Padahal, tempat suci ini disebutkan oleh Allah ﷻ dalam firman-Nya:

سُبْحَانَ الَّذِي أَسْرَىٰ بِعَبْدِهِ لَيْلًا مِّنَ الْمَسْجِدِ الْحَرَامِ إِلَى الْمَسْجِدِ الْأَقْصَى الَّذِي بَارَكْنَا حَوْلَهُ

“Maha Suci Allah yang telah memperjalankan hamba-Nya pada suatu malam dari Masjidil Haram ke Masjid Al-Aqsha yang telah Kami berkahi sekelilingnya…”
(QS. Al-Isra: 1)

Penaklukan ini menjadi pukulan besar kedua terhadap Palestina dan umat Islam. Israel semakin percaya diri, dan proyek Zionisme modern mencapai fase baru — bukan hanya mendirikan negara, tapi menguasai tanah, sejarah, dan tempat suci umat Islam.


Perang 1973: Kejutan Arab yang Tak Bertahan Lama

Pada tanggal 6 Oktober 1973, Mesir dan Suriah meluncurkan serangan mendadak terhadap Israel dalam peristiwa yang dikenal sebagai Perang Yom Kippur (Perang Ramadhan). Serangan ini awalnya sukses:

  • Mesir berhasil menyeberangi Terusan Suez

  • Suriah menekan pasukan Israel di Dataran Tinggi Golan

Namun keberhasilan itu tidak bertahan lama, karena:

  • AS langsung mengirim bantuan militer besar-besaran ke Israel

  • Negara-negara Arab gagal menjaga koordinasi

  • Akhirnya Israel kembali menguasai wilayah-wilayah yang sempat direbut

Meski perang ini membangkitkan kembali semangat perlawanan, namun tidak menghasilkan kemenangan strategis. Justru, beberapa tahun kemudian, Mesir menandatangani perjanjian damai dengan Israel, mengakui keberadaan mereka secara resmi.


Pengkhianatan Negara-Negara Arab terhadap Palestina

Satu fakta menyakitkan dalam sejarah perjuangan Palestina adalah pengkhianatan sebagian besar rezim Arab terhadap tanah suci dan rakyat Palestina. Beberapa bentuk pengkhianatan itu antara lain:

1. Perjanjian Camp David (1978)

Ditandatangani antara Mesir dan Israel, dengan mediasi AS. Presiden Mesir Anwar Sadat secara resmi mengakui Israel sebagai negara sah, dengan imbalan kembalinya Semenanjung Sinai. Ini merupakan pengakuan pertama dari negara Muslim terhadap Israel.

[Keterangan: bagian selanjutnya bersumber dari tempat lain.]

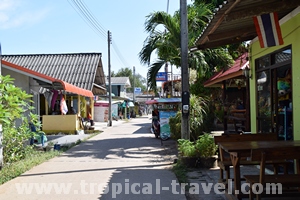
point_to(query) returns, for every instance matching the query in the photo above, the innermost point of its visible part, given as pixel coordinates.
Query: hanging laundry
(63, 106)
(48, 96)
(54, 97)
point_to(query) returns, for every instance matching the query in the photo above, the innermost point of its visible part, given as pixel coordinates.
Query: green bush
(204, 146)
(187, 148)
(14, 112)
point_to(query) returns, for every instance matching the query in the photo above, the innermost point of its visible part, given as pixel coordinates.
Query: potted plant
(206, 149)
(187, 152)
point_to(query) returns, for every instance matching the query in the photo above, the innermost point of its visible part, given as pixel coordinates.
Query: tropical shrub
(187, 148)
(14, 107)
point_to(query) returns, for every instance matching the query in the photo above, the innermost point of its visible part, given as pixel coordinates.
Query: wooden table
(238, 150)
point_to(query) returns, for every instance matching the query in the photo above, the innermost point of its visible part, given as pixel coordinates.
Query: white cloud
(12, 14)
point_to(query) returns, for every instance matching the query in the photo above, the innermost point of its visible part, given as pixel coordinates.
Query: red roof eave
(66, 86)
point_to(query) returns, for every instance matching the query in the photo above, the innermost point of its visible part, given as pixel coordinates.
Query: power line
(84, 12)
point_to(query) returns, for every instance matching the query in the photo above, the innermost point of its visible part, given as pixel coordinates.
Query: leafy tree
(14, 107)
(166, 43)
(139, 80)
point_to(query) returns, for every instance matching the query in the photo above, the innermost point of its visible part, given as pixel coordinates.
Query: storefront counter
(60, 123)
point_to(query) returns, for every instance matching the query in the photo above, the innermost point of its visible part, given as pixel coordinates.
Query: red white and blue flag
(268, 30)
(63, 106)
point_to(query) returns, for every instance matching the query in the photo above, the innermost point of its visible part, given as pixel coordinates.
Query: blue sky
(54, 26)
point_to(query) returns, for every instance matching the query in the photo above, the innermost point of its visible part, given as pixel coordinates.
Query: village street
(126, 161)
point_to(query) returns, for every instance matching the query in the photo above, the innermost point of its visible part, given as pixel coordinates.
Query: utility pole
(185, 115)
(109, 80)
(133, 84)
(1, 136)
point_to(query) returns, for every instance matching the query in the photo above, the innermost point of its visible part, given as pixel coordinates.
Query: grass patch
(180, 171)
(11, 171)
(33, 158)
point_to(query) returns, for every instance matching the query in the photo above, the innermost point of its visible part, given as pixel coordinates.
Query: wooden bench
(274, 154)
(224, 161)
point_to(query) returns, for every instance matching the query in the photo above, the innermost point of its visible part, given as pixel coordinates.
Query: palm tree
(166, 43)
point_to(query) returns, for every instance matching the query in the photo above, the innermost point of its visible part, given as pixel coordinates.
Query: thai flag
(268, 30)
(63, 106)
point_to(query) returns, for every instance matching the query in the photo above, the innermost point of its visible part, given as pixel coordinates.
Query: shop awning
(47, 81)
(71, 88)
(235, 71)
(164, 100)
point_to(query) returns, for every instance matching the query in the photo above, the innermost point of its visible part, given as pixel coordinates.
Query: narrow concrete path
(124, 162)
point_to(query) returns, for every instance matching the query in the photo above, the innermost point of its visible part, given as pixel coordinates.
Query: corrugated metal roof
(79, 69)
(119, 81)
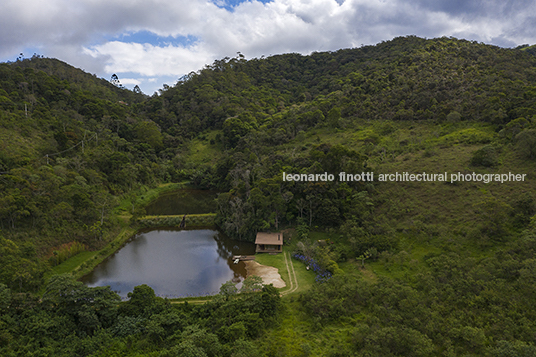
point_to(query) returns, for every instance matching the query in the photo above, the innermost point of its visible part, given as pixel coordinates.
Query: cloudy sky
(152, 42)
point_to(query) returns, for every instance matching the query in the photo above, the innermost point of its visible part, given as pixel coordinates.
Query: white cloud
(79, 31)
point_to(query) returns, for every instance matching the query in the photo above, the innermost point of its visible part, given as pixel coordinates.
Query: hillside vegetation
(436, 268)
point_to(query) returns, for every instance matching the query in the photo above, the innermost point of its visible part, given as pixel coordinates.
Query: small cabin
(269, 243)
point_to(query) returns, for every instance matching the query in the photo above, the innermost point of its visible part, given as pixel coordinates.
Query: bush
(486, 157)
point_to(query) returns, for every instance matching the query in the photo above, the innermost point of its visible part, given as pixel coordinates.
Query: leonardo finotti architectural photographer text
(406, 177)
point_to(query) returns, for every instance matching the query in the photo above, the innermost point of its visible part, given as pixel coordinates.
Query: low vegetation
(440, 267)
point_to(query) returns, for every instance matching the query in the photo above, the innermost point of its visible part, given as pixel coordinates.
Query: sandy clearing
(269, 275)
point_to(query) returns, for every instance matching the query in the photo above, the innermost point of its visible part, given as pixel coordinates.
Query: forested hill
(78, 155)
(404, 79)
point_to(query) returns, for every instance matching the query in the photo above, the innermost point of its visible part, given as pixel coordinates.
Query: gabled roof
(269, 238)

2. Pengakuan Yordania terhadap Israel (1994)

Lewat Perjanjian Wadi Araba, Yordania menjadi negara Arab kedua yang mengakui Israel dan menjalin hubungan diplomatik.

3. Normalisasi Modern: Abraham Accords (2020)

Uni Emirat Arab, Bahrain, Sudan, dan Maroko ikut menormalisasi hubungan dengan Israel. Padahal, penjajahan dan kekerasan terhadap Palestina masih terus berlangsung.

4. Diamnya Dunia Islam

Sebagian besar negara-negara Islam tidak sungguh-sungguh membela Palestina, kecuali dalam retorika. Bahkan ada yang menindak aktivis Palestina dan melarang dukungan nyata di wilayahnya sendiri.

Padahal Rasulullah ﷺ telah mengingatkan:

الْمُسْلِمُ أَخُو الْمُسْلِمِ، لَا يَخْذُلُهُ، وَلَا يَكْذِبُهُ، وَلَا يَحْقِرُهُ

“Seorang Muslim adalah saudara bagi Muslim lainnya. Ia tidak menelantarkannya, tidak berdusta kepadanya, dan tidak merendahkannya.”
(HR. Muslim no. 2564 – dari Abu Hurairah رضي الله عنه)

Pengkhianatan ini menjadi pelajaran besar bagi umat Islam bahwa solusi bagi Palestina tidak boleh bergantung pada negara-negara sekuler, melainkan harus kembali kepada persatuan umat di atas akidah yang benar dan jihad fi sabilillah.


Kesimpulan

Sejak berdirinya Israel, tiga perang besar telah terjadi antara Arab dan Zionis:

  • Perang 1948: rakyat Palestina terusir, tanah dirampas

  • Perang 1967: Yerusalem dan Al-Aqsha jatuh ke tangan Zionis

  • Perang 1973: meski sempat unggul, akhirnya gagal mengembalikan tanah yang dirampas

Zionisme modern tumbuh di atas kekalahan dan pengkhianatan, bukan hanya oleh musuh, tetapi juga oleh saudara yang berpaling. Namun perjuangan tidak boleh berhenti. Palestina tidak akan bebas kecuali dengan iman, persatuan, dan perjuangan nyata dari umat Islam.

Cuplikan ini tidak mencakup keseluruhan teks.